Following siTGFBR1, the impact of ISO on the TGF-β-Smad pathway and the migration and invasion of gastric cancer cells was assessed. (A) Western blotting to detect the knockout efficiency of TGFBR1 by three siRNAs. Statistical data on the relative protein expression of TGFBR1 after siRNA treatment. (B, C) Western blotting was performed to detect the presence of P-Smad2 and Smad2 proteins following treatment with siTGFBR1 and ISO 10 μM. The symbol “+” indicates treatment, whereas the symbol “-“ indicates no treatment. Statistical data on the expression of P-Smad2 and Smad2 proteins following various treatments. (D, E) The number of transwell migration and invasion cells following TGF-induction under various treatment conditions. The statistics show the number of HGC27 and AGS cells that invade and migrate within 24 h. (F, G) The effect of ISO on the migratory ability of HGC27 and AGS cells 10 h and 24 h after TGF-β stimulation was examined using a wound healing assay under different treatment settings. The statistical data are shown as cells’ migration area coverage rate relative to the initial time point (0 h).
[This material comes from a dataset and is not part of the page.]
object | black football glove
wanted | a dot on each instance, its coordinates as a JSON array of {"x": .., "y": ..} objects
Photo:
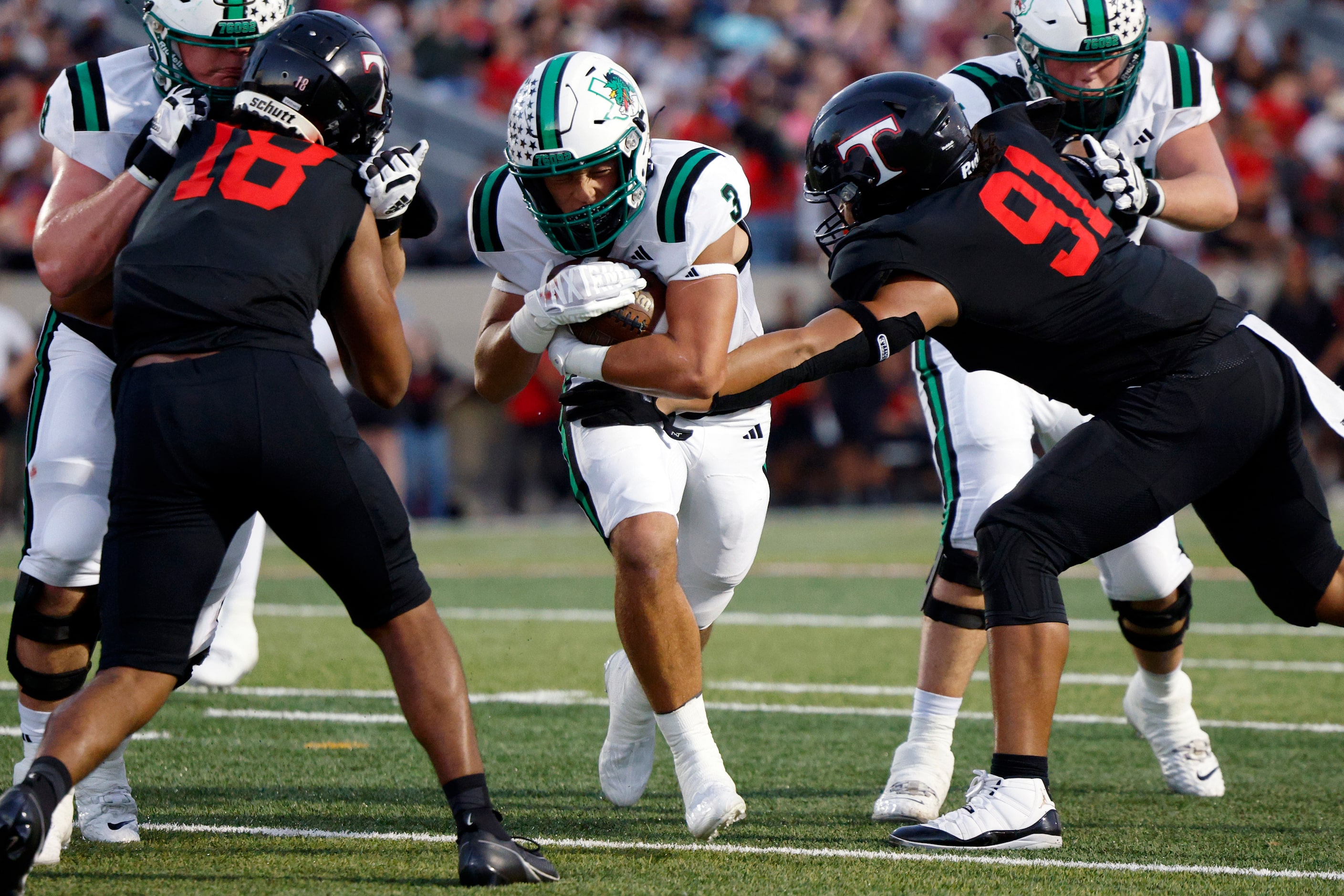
[{"x": 596, "y": 405}]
Results are expressed as means ± SEM, n = 3. *** P < 0.001and ns, not significant (P > 0.05) when compared to DMSO group. ### P < 0.001 when compared to the Control group.

FIGURE 8

ISO inhibited the growth and movement of triple-negative breast cancer cells by targeting TGFBR1 to regulate the TGF-β-Smad signaling pathways.